= Jonas Proast =

English priest and academic (c. 1640 – 1710)

Jonas Proast (c.1640−1710) was an English High Church Anglican clergyman and academic. He was an opponent of latitudinarianism, associated with Henry Dodwell, George Hickes, Thomas Hearne and John Edwards. He is now known for his controversy with John Locke, over Locke's Letter concerning Toleration.

==Life==
He was born in Colchester. Proast was educated at The Queen's College, Oxford and ordained in 1669, and became chaplain of All Souls College, Oxford in 1677.

He left his Oxford chaplaincies at Queen's College and All Souls as the result of an extended controversy with Leopold William Finch, the Warden of All Souls. Finch wrote an account of the quarrel in The case of Mr. Jonas Proast (1693). According to Anthony à Wood Proast was first expelled by Finch for "not giving his vote for the warden when he stood to be History Professor and for being meddling and troublesome in the
house." This was on the occasion in 1688 of the election, won by Henry Dodwell, for Camden Professor of History. Proast returned, though only in 1692, by the intervention of the Visitor, William Sancroft.
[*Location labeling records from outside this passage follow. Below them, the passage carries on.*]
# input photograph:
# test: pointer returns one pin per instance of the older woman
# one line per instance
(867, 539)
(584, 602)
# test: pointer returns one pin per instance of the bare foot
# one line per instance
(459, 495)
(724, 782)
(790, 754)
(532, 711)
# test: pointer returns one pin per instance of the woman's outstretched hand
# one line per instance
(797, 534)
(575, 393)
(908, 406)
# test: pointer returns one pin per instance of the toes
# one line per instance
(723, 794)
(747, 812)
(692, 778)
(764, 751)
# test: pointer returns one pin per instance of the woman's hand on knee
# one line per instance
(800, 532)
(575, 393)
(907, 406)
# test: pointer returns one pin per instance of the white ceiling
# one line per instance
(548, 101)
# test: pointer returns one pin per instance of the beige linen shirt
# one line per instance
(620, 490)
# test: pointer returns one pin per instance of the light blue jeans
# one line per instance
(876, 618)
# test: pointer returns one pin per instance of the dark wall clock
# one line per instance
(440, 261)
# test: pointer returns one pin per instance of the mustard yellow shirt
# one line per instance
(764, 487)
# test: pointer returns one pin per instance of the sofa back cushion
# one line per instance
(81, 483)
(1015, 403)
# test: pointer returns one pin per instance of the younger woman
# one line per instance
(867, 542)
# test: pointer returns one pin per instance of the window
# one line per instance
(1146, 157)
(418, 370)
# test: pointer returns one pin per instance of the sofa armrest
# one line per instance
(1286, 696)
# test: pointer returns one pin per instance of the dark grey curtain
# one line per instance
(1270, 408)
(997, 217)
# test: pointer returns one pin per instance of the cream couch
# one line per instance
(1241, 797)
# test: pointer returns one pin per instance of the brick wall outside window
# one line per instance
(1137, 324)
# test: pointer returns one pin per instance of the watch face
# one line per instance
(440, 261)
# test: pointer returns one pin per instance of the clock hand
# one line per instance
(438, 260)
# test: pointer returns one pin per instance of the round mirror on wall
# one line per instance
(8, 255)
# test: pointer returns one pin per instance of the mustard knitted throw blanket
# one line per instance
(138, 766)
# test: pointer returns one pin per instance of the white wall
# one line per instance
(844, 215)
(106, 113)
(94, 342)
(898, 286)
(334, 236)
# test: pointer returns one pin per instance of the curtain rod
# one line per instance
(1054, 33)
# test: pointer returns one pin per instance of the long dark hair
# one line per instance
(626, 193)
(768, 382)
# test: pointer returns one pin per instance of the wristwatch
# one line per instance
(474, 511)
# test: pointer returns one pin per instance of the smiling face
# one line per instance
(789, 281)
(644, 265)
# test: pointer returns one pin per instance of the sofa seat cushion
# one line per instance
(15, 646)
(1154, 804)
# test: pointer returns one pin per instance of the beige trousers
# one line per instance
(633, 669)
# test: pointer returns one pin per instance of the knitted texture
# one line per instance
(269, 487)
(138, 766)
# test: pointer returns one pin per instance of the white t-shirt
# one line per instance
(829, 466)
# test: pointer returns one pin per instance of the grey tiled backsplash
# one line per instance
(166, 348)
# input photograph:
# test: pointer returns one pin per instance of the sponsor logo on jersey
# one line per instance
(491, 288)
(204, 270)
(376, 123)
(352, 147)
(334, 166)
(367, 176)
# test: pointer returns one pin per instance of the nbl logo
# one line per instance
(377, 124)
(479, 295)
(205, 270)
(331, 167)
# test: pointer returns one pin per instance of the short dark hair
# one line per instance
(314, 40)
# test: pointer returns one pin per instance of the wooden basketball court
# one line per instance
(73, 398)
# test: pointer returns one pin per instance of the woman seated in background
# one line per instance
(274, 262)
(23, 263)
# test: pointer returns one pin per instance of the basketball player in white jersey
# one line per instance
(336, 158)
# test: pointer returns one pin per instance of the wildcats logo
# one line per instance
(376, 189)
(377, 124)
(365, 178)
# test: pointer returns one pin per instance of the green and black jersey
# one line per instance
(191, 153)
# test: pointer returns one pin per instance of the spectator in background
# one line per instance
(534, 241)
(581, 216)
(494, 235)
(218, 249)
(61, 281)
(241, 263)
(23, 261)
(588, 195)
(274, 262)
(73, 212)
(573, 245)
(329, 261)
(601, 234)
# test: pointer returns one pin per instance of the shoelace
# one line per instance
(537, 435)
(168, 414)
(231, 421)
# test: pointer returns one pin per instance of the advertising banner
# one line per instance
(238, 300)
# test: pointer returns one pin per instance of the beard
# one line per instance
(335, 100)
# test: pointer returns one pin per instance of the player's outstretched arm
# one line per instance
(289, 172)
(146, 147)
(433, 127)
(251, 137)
He became Archdeacon of Berkshire in 1698.

Proast reacted to the appearance of the English translation, by William Popple, of the Epistola de Tolerantia (Locke's Letter concerning Translation first appeared in this anonymous Latin version). In the anonymous reply, The argument of the Letter concerning toleration, briefly consider’d and answer’d (1690) he advocated for the possible moderate use of force in matters of religion. He argued that the magistrate had power to restrain false religion.

Proast's main point was that coercion may not lead directly to changed understanding of religion; but indirectly certain uses of force may actually inculcate beliefs or make the mind receptive to them. This argument aimed at undermining the premise of Locke's main argument on the ineffectiveness of intolerant behaviour and penal laws. Other arguments Proast makes include that, while civil societies were formed for primarily civil functions, they were not "the onely Ends for which they are designed." Because Eternal and religious matter impact society's welfare, the magistrate can concern himself with those matters as well.

Locke reacted with A Second Letter concerning Toleration later in 1690, though under a pseudonym Philanthropus. Proast followed up with a reply in February 1691. In this later letter, Proast expanded on his arguments, arguing that good ideas have sometimes needed force, while bad ideas have expanded because of force: "Neither does the true Religion always prevail, without the Assistance of the Powers in being; nor is it always the true Religion which does so spread and prevail" Proast also argues against Locke's suggestion that each national religion sees itself as equally valid for civil protection, since French Catholicism was a false religion, French laws requiring subjects to attend mass "can be no Laws, which require men to go to Mass; unless Man can make Laws against God's Laws" After a pause Locke produced a Third Letter later in 1692. It was eight years before Proast replied with A second letter to the author of the three letters for toleration (1704). In that year Locke died, and his Fourth Letter was a posthumous work.

As a consequence of the exchanges with Proast, Locke had to sharpen his arguments, and moved further onto the ground of religious skepticism.